The first time I tried natto was years before I had even developed any kind of interest in Japan. I didn’t exactly like the taste, but I didn’t hate it either. The smell was a little off and repulsive, but it’s one of those strange foods that become addicting the more you eat it and smell it.
Natto is simply cooked soybeans that have been left out in a warm place to ferment. The origins of natto are not clear, but there is a story of a man on horseback leaving cooked soybeans in a straw sack on his horse’s luggage, with the pack being exposed to the warm sun and the horse’s body heat, fermenting the soybeans and turning them into natto.
The first actual recorded mention of the concept of natto was in 1405, in the diary of Noritoki Fujiwara. It was referred to as “itohiki daizu”, or “stringy soybeans”. The first time natto was actually called what we call it today was in a funny fictitious story called Shojin Gyorui Monogatari. It narrates a comedic battle to decide whether vegetarian ir\\or non-vegetarian foods are better.

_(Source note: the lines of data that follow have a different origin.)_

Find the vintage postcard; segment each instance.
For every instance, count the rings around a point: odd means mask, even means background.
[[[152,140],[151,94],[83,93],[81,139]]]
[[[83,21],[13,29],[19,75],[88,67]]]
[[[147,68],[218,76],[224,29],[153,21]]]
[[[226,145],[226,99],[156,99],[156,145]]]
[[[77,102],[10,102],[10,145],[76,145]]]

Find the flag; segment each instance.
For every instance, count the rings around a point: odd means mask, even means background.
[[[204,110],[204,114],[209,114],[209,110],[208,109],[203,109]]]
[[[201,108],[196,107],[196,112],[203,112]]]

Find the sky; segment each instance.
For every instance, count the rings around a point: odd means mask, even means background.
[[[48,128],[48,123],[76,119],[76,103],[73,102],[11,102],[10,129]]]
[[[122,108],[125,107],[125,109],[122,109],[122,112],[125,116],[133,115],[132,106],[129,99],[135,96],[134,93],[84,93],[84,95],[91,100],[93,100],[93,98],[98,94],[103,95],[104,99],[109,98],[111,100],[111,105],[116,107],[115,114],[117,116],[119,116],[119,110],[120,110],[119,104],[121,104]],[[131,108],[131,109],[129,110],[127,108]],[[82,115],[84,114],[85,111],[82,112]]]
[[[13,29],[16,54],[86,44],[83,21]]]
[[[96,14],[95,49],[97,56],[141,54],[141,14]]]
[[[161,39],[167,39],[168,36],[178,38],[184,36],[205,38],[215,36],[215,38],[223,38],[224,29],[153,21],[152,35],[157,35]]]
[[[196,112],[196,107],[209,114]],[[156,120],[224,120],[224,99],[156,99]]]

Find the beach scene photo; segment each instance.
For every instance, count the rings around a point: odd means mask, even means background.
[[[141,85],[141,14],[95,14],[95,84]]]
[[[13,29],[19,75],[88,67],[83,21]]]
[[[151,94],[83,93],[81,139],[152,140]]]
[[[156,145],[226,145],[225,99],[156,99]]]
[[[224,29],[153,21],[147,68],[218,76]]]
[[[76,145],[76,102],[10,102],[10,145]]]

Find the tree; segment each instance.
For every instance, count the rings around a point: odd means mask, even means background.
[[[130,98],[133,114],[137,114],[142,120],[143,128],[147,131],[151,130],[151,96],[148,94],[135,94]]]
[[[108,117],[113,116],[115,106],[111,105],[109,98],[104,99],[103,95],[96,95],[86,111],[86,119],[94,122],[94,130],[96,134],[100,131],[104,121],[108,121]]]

Today, natto is most commonly eaten over rice, and it is typically seasoned with mustard and some sauce that is a mix of soy sauce, vinegar, and fish extract. Natto is thoroughly mixed with the seasonings and eaten over hot white rice. Some people will also add raw egg yolk on top and mix that together with the natto and rice, creating a goopy consistency of rice, runny egg and sticky, stringy natto. Although I am a vegan now, I have tried this bizarre combination in the past, and I have to say that it wasn’t all that bad.

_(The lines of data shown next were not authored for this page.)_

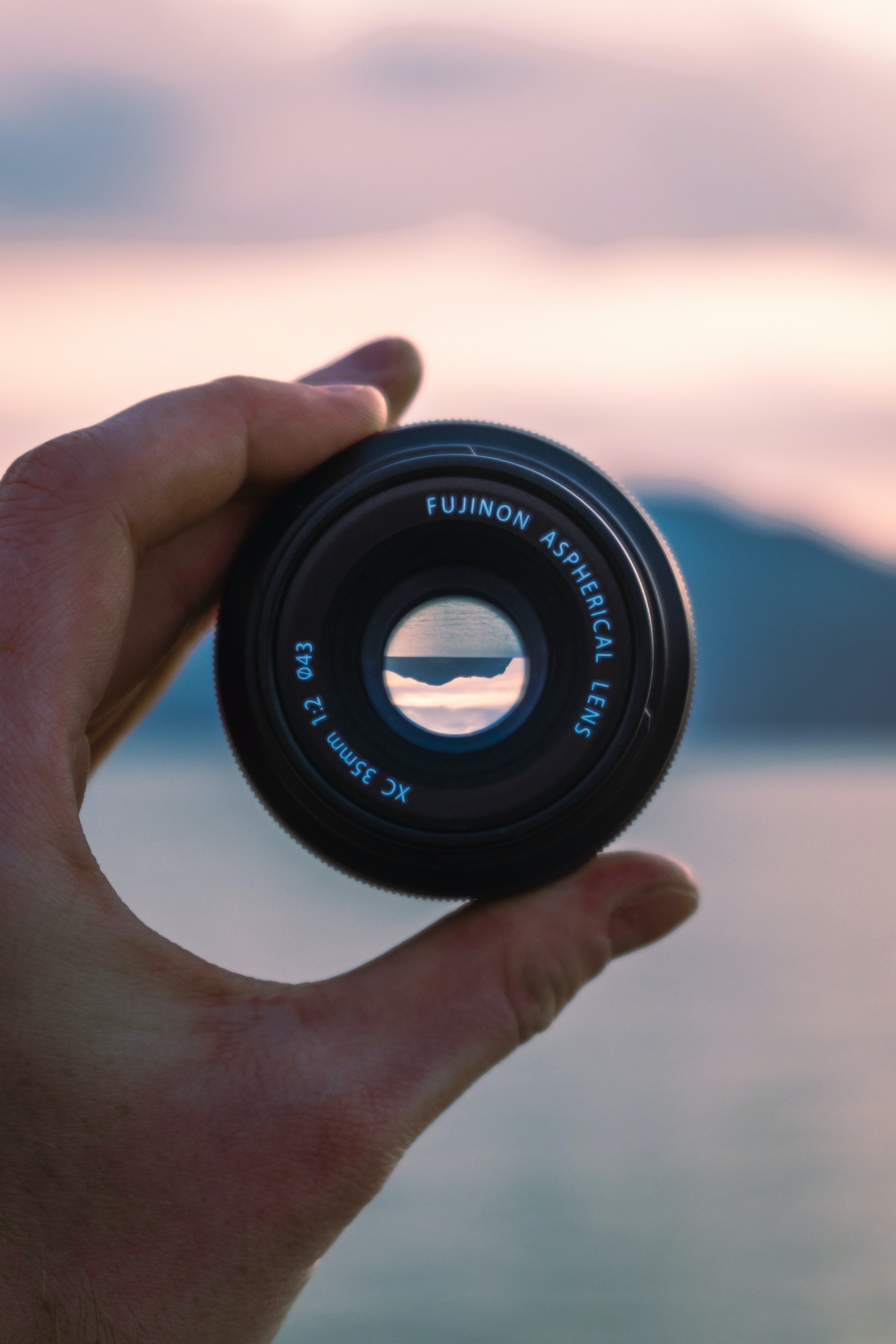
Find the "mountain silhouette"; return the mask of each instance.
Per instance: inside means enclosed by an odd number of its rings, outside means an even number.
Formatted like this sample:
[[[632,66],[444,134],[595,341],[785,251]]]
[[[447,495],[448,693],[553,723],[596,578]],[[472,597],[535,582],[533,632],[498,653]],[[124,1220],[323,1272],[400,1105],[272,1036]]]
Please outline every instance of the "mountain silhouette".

There are some even more wacky combinations of natto out there. There was a craze started by some famous Japanese Youtubers a few years ago where they ate natto combined with foods that made for outrageous combinations. The one I remember the best was vanilla ice cream and natto. Although I have never tried this mix, it was reportedly not bad. If you ever come to Japan, don’t stray away from this common Japanese staple and try some!